According to the World Health Organization, physical inactivity is one of the leading risk factors for morbidity and mortality throughout the lifespan. Sedentary behavior, physical inactivity and obesity are increasingly prevalent public health issues for children and have been linked to numerous negative outcomes. In the United States between 2013–2014, 17.4% of children ages 6–11 were classified as obese. Childhood obesity is associated with serious health risks including high blood pressure, hyperlipidemia, insulin resistance, and type 2 diabetes. The risks for children are not limited to the physical domain. Childhood obesity and inactivity have also been linked to higher rates of anxiety and depression and lower levels of self-esteem and quality of life.

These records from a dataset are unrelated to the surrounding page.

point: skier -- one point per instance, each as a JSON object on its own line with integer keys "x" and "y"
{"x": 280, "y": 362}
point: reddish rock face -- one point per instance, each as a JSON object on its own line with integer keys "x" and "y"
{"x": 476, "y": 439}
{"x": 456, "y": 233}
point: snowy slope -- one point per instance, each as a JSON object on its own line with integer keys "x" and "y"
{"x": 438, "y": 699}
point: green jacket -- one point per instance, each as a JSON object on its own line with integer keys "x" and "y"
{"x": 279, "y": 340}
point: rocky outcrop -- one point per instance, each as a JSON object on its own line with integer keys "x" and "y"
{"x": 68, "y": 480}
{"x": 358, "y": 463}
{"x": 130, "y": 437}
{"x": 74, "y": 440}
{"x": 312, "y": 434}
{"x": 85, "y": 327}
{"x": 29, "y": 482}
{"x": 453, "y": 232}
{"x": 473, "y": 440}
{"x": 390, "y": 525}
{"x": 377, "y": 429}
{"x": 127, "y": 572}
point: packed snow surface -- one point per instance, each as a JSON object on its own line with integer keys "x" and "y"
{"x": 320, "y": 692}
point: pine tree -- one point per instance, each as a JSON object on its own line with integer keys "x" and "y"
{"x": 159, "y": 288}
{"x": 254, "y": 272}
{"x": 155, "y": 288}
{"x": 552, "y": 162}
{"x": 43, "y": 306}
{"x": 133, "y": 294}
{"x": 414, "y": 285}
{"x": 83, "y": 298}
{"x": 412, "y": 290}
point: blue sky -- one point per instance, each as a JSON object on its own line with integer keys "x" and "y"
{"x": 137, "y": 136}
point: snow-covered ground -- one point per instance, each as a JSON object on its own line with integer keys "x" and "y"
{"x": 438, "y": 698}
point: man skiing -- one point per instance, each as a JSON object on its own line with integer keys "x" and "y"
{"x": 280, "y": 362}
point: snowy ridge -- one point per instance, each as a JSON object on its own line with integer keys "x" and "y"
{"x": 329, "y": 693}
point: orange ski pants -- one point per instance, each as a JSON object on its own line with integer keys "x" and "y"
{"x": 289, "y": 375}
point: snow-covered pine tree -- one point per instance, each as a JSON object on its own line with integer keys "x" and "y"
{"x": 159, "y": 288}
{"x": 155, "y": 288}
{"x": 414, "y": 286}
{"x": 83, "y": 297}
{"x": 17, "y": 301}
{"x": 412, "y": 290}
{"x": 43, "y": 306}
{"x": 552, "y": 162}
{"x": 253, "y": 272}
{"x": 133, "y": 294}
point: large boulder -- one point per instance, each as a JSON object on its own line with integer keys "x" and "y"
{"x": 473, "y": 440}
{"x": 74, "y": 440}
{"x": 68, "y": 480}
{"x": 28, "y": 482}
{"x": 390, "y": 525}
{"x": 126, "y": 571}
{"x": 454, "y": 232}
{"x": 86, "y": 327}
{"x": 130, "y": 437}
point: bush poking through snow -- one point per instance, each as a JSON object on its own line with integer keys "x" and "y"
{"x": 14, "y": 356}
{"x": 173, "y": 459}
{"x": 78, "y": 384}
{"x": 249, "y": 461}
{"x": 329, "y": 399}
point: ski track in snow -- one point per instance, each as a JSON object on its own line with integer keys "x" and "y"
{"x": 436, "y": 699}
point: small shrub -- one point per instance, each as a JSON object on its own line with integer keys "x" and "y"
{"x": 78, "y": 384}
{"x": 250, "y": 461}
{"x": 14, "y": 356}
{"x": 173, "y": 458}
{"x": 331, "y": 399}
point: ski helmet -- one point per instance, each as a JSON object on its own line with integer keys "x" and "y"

Increasing physical activity (PA) can help reduce some of the risks associated with sedentary behavior but empirical evidence repeatedly indicates boys are more physically active than girls. In comprehensive cross-sectional studies, girls consistently fall below recommended guidelines for physical activity and are less likely to engage in moderate to vigorous physical activity (MVPA). PA differences between boys and girls magnify as they approach adolescence with age-related declines particularly prominent among girls. For instance, work by Pate and colleagues showed that PA among girls decreased 4% a year between 6th and 8th grade with further PA declines between 8th and 12th grade. Pate et al. suggest the likelihood of participating in PA in 12th grade is strongly associated with PA participation earlier in life. Within the United States (US), gender differences in PA engagement are even greater among children from low-income families and among ethnoracial minorities.